İlçe merkezi planında yerleri belirlenen bu çeşmelerden en önemlilerinden birkaçı, Kaymakam Sadık Bey Çeşmesi, Ahmetoğlu Hacı Memiş ağa Çeşmesi, Hamaloğlu Hafize Rabia Hatun Heşmesi, Kabadayı Çeşmesi, Maraş Çeşmesi, Mehmet Kethüda Çeşmesi, Şerif Ağazade Seyidi Hasan Ağa Ailesi Hacı Saliha Çeşmesi, Memiş İbn-i Ahmet Çeşmesi, Mimar Mehmet Çeşmesi, Murabıtzade Hüseyin Kaptan Çeşmesi olarak sayılabilir… Daha önce de bahsettiğim üzere tarihi kayıtlarda yaklaşık 150 adet olmasına rağmen günümüze yaklaşık 15 âdeti gelebilmiştir. Genellikle kare ve dörtgen kesitli mimarilere sahip olup tek, çift ve üç cephede çeşme ve yalaklar bulunur şekilde inşa edilmişler, kesme taş ağırlıklı malzeme ile ancak mermer işçiliğin de güzel örneklerinin sergilendiği, suyun depolanması için geniş sarnıç bulunan yapılardır.

Çeşme’nin diğer özelliklerinin yanı sıra, başta Çeşmeleri olmak üzere, görülecek tarihi ve kültürel değerlerinin önemine binaen, gerek yurtiçi gerek yurt dışından gelenlerin büyük bir kısmı kesinlikle “Çeşme sevdalısı” olur çıkar… Görülecek ve dokunulacak bunca tarihi ve kültürel eserin varlığı, Çeşme’nin bunları iyi değerlendirdiği anlamına geliyor mu peki? Zinhar… Çeşme tatilinin, eğlence, dinlence, güneş, kum vs gibi özelliklerinin öne çıkarılmasının yanında, mezkûr merkezli tatilin yanında binlerce yıllık geçmişe sahip pek çok tarihi mekân ve kültürel değeri de gezme ve görme şansına sahip olabilirsiniz. İon uygarlığının 10 kentinden en önemlisi sayılabilecek Erytrai başta olmak üzere, Çeşmeköy harabe ve kalıntıları, tarihi M.Ö. 2000 lere dayanan Bağlararası yerleşkesi, kilseler ve camiler bu mekânların başında gelmektedir.

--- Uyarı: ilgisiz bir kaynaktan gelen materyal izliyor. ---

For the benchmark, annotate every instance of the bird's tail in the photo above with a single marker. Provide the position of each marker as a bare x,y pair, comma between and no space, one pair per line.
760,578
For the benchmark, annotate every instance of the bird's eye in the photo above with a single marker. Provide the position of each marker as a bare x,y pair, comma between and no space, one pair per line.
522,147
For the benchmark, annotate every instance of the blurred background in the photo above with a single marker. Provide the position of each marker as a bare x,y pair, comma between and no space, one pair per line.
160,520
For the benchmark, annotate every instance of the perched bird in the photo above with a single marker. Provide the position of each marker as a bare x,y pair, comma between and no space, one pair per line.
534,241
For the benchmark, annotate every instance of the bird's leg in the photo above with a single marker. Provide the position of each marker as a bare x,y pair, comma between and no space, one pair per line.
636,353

Su şebekesinin devreye alındığı tarihe kadar, kentlinin su ihtiyaçlarını karşılamasına yardımcı olan bu çeşmelerin, pabucunun dama atılması öyle zannedildiği gibi uzun yıllar öncesine dayanmamaktadır. Ne yazık ki, çok çeşitli ve hatta gereksiz bir dolu yere harcanan bütçelerin varlığına rağmen, son 30 yılda hemen hemen her yerel yönetimin mutlaka restore edeceğiz demesine rağmen, gerçekleşmeyen, hadi hakkını yemeyelim birkaç tanesi dışında gerçekleşmeyen, kaldı ki bu birkaç tanesinin restorasyonu da defi bela kabilinden yapılmanın ötesine geçmediği açıkken, hala bekliyor olmasının nasıl bir izahı vardır bilinemez. Defi bela kabilinden diyoruz, çünkü restorasyonu gerçekleştirilen birkaçı, profesyonel, uzman ve ehil gözler ve eller gerektiren çalışmalar olmasına rağmen, ne yazık ki, son derece amatör, konunun herhangi bir şekilde bilgisine haiz olmayan, hatta sıradan taş duvar ustalarına has özellikleri bulunan insanlar eliyle yapılmış olmasındandır. Aslında bu özensizlik, her fırsatta bize, tarihimize ve kültürümüze nasıl cevval ve cabbar biçimde sahip çıktıklarının propagandasını yapan büyüklerimiz tarafından büyük bir çelişki oluşturacak şeklide yapılmaktadır… O kadar ki; birkaç yerde tanık olmamıza rağmen, konumuz çeşmeler olunca bununla iktifa edelim ve eserin üstüne asılan yazıdan bahsedelim; “dikkat yıkılacak derecede tehlikesi yapı yaklaşmayınız”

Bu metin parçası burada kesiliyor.